Reputation: 103
I wrote this code to find all possible permutations of some numbers. But i dosen't want to use one digit twice:
123,132,213 are OK, but it produces numbers like 122, 121 etc.
What am i doing wrong?
import java.util.HashSet;
public class main {
public static void main(String[] args) {
HashSet<Integer> l = new HashSet<Integer>();
for(int i=0;i<=3;i++){
l.add(i);
}
perm(l,3,new StringBuffer());
}
static void perm(HashSet<Integer> in, int depth,StringBuffer out){
if(depth==0){
System.out.println(out);
return;
}
int len = in.size();
HashSet<Integer> tmp = in;
for(int i=0;i<len;i++){
out.append(in.toArray()[i]);
tmp.remove(i);
perm(tmp,depth-1,out);
out.deleteCharAt(out.length()-1);
tmp.add(i);
}
}
}
Upvotes: 0
Views: 1364
Reputation: 83
Here's a much simpler implementation using a HashSet. I'm using strings but the concept remains the same.

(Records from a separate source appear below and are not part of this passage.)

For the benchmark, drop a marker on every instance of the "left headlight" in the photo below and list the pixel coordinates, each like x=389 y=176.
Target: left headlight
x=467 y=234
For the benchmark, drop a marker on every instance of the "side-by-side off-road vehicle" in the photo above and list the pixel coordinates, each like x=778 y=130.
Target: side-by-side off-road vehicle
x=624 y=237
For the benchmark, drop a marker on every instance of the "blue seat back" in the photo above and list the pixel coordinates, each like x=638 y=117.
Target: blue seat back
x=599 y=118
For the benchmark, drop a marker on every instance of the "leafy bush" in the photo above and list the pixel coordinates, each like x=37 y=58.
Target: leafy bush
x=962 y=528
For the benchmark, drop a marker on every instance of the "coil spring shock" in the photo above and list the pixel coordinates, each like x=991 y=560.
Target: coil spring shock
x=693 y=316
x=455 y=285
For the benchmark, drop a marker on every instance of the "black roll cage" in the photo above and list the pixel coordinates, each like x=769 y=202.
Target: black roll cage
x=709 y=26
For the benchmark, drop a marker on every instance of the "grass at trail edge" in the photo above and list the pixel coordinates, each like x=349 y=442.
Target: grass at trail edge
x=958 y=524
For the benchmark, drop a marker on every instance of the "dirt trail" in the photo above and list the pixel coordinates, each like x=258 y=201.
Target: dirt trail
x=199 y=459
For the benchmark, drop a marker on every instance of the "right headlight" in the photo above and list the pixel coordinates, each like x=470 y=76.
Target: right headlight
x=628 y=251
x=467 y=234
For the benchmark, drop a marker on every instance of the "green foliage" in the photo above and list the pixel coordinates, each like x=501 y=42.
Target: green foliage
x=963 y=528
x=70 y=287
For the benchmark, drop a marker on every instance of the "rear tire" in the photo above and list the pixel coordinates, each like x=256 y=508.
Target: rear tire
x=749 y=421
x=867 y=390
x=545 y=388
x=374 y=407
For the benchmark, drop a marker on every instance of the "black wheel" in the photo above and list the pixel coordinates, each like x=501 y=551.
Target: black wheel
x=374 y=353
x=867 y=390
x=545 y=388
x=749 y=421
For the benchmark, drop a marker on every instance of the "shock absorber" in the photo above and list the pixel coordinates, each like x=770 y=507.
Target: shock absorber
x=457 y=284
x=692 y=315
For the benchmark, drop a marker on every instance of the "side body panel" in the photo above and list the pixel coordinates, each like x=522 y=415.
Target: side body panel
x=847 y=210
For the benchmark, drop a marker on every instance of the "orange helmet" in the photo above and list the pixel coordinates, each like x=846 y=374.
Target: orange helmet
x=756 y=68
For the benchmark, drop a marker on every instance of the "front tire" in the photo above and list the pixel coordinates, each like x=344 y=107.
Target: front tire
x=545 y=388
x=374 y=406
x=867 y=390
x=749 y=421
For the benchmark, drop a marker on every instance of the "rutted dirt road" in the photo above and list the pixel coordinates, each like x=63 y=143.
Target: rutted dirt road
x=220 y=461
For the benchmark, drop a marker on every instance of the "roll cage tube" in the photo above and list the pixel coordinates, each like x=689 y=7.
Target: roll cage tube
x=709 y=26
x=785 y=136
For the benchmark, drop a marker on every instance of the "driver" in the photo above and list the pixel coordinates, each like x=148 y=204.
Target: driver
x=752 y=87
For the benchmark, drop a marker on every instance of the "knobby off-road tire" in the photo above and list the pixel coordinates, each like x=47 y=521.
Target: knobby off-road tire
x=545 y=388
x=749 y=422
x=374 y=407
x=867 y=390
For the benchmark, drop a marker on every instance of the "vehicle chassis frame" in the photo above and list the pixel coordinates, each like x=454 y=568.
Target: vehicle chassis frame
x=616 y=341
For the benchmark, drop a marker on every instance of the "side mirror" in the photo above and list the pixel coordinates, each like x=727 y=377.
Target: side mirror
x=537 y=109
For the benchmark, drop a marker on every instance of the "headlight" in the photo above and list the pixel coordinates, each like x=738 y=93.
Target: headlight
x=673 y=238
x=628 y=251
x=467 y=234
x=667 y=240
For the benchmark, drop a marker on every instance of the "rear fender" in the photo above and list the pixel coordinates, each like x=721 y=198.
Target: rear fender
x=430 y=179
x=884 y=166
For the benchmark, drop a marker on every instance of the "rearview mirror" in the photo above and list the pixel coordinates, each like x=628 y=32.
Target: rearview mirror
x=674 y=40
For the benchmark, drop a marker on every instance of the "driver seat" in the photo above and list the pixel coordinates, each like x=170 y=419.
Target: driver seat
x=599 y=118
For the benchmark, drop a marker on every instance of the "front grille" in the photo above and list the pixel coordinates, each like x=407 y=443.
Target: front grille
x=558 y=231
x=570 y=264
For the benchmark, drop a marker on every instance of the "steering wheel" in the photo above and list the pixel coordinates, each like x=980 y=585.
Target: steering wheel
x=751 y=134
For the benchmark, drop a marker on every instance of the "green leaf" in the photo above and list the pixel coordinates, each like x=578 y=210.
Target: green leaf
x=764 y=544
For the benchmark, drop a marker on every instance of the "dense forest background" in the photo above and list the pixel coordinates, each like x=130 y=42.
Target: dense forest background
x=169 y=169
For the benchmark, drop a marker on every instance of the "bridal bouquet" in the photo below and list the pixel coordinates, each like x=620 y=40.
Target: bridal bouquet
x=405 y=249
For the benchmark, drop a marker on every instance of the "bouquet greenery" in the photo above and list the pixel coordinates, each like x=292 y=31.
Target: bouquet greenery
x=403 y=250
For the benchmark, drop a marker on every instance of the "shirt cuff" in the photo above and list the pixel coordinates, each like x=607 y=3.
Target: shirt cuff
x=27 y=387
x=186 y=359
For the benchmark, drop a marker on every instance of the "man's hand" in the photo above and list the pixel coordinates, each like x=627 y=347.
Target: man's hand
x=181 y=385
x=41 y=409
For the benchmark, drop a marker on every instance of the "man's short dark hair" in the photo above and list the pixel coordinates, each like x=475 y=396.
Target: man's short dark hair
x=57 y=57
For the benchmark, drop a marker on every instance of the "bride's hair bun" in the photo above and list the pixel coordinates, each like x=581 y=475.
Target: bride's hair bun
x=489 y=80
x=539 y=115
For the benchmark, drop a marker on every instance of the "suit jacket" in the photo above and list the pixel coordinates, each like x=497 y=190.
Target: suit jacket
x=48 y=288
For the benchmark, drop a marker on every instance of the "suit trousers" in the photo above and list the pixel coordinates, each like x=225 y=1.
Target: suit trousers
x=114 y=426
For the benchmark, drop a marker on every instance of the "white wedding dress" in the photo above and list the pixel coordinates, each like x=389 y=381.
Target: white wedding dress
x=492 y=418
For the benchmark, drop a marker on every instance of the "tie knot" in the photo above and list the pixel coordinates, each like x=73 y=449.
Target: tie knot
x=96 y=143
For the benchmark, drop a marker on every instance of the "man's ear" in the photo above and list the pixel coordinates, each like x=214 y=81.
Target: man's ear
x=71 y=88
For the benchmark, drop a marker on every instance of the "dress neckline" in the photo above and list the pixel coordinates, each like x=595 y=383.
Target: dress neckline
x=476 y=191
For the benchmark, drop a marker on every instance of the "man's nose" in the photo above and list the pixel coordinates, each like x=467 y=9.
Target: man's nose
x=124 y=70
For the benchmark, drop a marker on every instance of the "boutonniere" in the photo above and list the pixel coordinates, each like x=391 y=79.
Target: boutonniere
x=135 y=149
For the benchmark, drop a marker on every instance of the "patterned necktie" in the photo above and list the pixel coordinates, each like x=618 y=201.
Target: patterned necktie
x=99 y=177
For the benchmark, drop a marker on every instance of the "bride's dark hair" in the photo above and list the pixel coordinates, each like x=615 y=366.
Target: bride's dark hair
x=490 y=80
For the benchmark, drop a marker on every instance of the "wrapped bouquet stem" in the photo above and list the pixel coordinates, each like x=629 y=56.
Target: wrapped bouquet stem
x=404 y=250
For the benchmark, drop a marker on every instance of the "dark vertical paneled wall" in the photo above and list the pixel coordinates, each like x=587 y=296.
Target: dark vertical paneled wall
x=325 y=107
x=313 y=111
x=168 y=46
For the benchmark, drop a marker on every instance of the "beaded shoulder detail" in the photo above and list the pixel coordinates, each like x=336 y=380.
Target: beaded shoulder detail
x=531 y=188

public void printPermutations(String str){
HashSet<String> hs = new HashSet<>();
printPermutations("", str, hs);
}
public void printPermutations(String prefix, String end, HashSet<String> hs){
if(end.equals(""))
System.out.println(prefix);
for(int i = 0; i < end.length(); ++i)
if(hs.add(prefix + end.charAt(i))){
printPermutations(prefix + end.charAt(i),
end.substring(0,i) + end.substring(i + 1, end.length()), hs);
}
}
Upvotes: 0
Reputation: 86
It looks like Autoboxing is getting you. When you call the remove with 'i', My guess is that 'i' has been boxed to a different object and is thus not found in your HashSet.
Upvotes: 1
Reputation: 28292
tmp.remove(i)
is wrong. You need to remove the ith element from tmp... you are removing the element "i". So, do tmp.remove(in.toArray()[i])
. I think that will fix this up. For instance, if the zeroth element is 17, doing tmp.remove(i)
will remove all zeroes from the HashSet, not "17".